Friday, May 09, 2008

and what have we learned today, kids?

hippie-Beserkeley-earth friendly-Whole Foods marshmallows do not melt. they fuse. straight from puffed sugary gelatin to soft ball, with no gooey, near-liquidy stage in between.

so. annoying.

now my gorp bars (rice chex, pretzel sticks, peanut M&M's (or dairy-free choco chips, as the case may be) held together with peanut butter and marshmallows) are...really weird trail mix. well, maybe not. maybe when they cool they'll harden up, and when I once again have feeling in my hands (see aforementioned 'straight-to-soft ball*') I might be able to cut them and package them. still. Casey might be getting dairy-free wicked strange globules of trail mix.

*soft ball candy? yeah. 235 degrees.

it's definitely a Fail. tomorrow will tell whether it gets upgraded to Epic Fail.

Last lab ever tomorrow! in....13.5 hours! (hm, kind of late.)

which means....the great Stefano De Santis quote roundup! (my favorites are in bold.)

"What does this mean? Does this mean that Europeans are cooler than Americans?...no…well, yes, but…”

“so if you put an ice cube in vodka, it should not float as much as in water. But don’t try it, because it’s not the way to drink vodka.”

“like this, there is no acceleration, so you cannot open your jam can and you starve. So don’t move vectors, you’ll starve.”

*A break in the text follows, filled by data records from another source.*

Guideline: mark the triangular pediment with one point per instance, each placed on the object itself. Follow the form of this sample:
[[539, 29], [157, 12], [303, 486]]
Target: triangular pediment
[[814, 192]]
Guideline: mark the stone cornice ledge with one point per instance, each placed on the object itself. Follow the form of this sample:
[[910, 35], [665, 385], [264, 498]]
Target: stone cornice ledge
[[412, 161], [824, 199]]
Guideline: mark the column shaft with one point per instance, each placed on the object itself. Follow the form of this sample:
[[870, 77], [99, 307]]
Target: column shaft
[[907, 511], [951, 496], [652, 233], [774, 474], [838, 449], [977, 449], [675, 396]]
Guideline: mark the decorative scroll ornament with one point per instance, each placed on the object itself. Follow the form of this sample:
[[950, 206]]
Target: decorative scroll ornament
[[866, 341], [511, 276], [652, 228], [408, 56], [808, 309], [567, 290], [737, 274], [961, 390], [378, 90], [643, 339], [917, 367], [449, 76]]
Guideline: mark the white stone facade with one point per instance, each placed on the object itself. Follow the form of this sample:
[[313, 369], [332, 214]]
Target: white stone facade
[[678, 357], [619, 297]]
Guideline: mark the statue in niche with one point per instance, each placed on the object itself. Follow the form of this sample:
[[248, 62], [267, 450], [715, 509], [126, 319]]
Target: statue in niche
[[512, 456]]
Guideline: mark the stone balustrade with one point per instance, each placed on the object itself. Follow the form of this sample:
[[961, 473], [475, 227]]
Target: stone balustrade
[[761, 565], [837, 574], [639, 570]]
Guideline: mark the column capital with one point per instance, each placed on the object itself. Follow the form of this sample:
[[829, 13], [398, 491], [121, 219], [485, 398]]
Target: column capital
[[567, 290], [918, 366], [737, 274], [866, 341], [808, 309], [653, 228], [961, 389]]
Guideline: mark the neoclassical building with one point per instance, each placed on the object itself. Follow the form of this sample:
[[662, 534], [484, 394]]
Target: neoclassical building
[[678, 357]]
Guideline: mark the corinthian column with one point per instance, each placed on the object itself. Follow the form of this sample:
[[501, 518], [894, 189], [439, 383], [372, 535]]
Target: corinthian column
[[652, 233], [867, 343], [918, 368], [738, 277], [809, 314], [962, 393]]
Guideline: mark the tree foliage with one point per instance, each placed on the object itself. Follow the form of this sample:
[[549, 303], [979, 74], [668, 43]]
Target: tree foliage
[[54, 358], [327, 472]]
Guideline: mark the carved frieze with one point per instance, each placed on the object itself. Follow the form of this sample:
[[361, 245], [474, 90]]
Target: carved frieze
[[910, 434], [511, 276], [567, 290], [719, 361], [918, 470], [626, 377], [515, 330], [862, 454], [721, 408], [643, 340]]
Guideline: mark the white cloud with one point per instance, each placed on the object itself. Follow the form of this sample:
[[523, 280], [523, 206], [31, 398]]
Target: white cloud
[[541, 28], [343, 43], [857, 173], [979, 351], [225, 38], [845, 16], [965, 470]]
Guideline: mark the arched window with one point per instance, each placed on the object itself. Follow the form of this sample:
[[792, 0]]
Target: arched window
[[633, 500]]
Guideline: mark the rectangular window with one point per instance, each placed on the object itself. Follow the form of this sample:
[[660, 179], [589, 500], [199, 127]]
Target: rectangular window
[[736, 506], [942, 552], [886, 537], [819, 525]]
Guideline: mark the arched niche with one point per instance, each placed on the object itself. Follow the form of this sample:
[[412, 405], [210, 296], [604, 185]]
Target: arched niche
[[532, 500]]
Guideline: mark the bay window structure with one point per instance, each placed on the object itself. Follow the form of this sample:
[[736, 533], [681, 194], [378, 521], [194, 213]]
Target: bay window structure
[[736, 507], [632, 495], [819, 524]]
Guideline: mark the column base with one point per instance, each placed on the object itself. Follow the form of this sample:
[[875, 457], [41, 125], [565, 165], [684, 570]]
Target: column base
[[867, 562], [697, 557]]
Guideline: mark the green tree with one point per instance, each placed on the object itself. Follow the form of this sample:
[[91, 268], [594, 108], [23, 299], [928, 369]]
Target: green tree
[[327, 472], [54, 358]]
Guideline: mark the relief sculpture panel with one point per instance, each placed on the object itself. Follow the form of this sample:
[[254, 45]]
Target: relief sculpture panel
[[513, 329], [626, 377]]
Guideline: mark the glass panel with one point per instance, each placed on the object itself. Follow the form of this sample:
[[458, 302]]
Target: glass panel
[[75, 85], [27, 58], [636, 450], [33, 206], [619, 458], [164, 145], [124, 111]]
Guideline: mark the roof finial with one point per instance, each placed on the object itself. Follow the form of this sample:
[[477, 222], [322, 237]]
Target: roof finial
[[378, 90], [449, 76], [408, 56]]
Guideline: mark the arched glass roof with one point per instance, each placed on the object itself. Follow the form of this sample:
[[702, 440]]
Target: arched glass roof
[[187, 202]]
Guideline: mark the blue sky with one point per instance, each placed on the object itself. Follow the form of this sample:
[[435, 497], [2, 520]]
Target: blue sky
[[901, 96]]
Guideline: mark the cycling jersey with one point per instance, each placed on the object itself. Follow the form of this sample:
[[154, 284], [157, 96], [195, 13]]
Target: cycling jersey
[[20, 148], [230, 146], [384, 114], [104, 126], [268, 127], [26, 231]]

“we study it for two reasons: one is the merry-go-round, which everyone loves, you know, kids and adults, especially in America, you know, we don’t have it in my land-
-wait, you don’t have merry-go-rounds?
-yes, but once you are past the age of seven, you grow, you lose the fascination, you know.”

“you go to the parking lot and spin around, you know, when the police aren’t looking.”

“you can figure out the velocity of the artillery and you can bomb Paris, if you like.”

“this is probably the best thing you’ve seen. It’s also the most lethal. We lose one every time.”

“there is a gun that you can cock- I can use this word in this case!-“

“and now the projectile goes inside bob…I don’t like this giggling, I don’t understand why…”

“that’s how you open the jar of nutella, you know- you guys know nutella? That’s very good, it helps the Italian economy.”

“Now why did I say this makes sense? It actually doesn’t make sense, but this is how you remember it.”

“in the foot? Can I do CPR?”

“then for V2 you got this V2 and you, with the, you know, the V2…*godfather voice*..is like Vito, eh? You find the V1, and take out (the) bob.”

“If the doctor was out of goo, then he could spit on you and still get decent results. …I know, because he did it to me.”

“I was trying to give you an intuitive explanation, but it doesn’t exist.”

“and the book, it explains…no, it does not explain, but it’s an article of faith, which, being easter…*shrugs*”

“maybe you have a cocktail. Tea is not enough. So…drink alcohol.”

“Hey, I almost got a scholarship. For kicker. …you laugh?!”

“is like you have to combine one woman, and not four. …that’s applied physics!”

“it looks weird. Is like… short man and tall woman. People look at you. I know!”

“so, before this makes any less sense…”


and here he is...



and you wonder why the only thing I dislike about physics lab is that it's on saturday afternoons up in the oakland hills.